Train staff held a moment of silence at the Kasumigaseki subway station at 8 am, roughly the hour when the Nazi-developed sarin gas was released into packed commuter trains during the morning rush hour.
In all, 13 people were killed and more than 6,000 injured, many of them severely, when the Aum Supreme Truth doomsday cult attacked stations and trains simultaneously.
The Kasumigaseki district of Tokyo is the centre of the Japanese government.
Shizue Takahashi, whose husband was one of the two victims at Kasumigaseki station, urged cult followers to compensate the injured and bereaved.
"That the government offered a helping hand to victims doesn`t mean the cult believers are exempt from their responsibility for compensation," she said.
Prime Minister Yukio Hatoyama and his Transport Minister Seiji Maehara also paid tribute to victims.
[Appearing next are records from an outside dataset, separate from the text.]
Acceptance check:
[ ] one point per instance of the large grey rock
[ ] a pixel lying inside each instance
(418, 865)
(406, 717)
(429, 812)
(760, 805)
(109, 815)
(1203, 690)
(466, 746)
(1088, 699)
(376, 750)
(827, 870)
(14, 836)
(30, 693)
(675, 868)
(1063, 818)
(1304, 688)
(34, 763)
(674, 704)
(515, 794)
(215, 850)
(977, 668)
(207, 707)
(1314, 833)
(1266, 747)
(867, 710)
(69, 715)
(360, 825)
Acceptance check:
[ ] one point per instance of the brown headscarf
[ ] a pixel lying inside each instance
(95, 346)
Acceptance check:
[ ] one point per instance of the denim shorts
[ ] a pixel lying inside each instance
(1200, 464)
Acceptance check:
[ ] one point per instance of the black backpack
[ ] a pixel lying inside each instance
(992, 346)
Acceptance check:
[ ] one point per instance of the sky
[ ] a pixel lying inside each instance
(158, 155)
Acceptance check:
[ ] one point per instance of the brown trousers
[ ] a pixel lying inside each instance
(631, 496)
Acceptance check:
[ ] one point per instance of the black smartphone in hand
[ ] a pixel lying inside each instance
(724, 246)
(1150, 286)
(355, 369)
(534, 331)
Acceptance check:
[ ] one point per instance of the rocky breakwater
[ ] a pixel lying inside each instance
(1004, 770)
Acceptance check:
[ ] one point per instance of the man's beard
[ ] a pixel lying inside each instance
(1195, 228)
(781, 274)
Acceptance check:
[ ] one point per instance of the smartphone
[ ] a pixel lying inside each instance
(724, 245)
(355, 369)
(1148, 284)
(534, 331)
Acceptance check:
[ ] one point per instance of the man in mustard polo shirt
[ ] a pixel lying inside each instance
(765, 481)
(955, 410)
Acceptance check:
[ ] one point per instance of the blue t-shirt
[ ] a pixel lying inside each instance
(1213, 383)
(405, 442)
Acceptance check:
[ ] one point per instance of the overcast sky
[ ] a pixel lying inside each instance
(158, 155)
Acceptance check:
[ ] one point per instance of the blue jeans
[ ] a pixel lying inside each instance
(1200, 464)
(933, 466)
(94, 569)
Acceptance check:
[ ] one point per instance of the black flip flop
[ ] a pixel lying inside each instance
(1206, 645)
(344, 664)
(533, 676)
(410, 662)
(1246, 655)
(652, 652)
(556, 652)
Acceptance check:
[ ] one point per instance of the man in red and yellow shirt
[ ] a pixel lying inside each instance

"I pledged in front of the victims` souls that I`ll do my best to ensure transport safety, including taking anti-terror measures," Maehara told reporters.
The cult was founded by Shoko Asahara, a bearded, half-blind former acupuncturist who preached of a coming apocalypse.
Asahara, 55, and nine other cult members are currently awaiting execution on death row, while three others remain at large.
After the subway attack, the Aum cult renamed itself Aleph -- after the first letter in the Hebrew alphabet -- and deposed Asahara. But authorities say hardcore followers still revere him and are actively recruiting younger generations who may not know about or remember the Aum crimes.
The group now has about 1,500 members in Japan, a third of whom live in compounds, and about 200 followers in Russia.
The cult was never outlawed in Japan, thanks to the country`s constitutional guarantee of freedom of religion, although it was banned from teaching Asahara`s violent dogma and remains under close surveillance.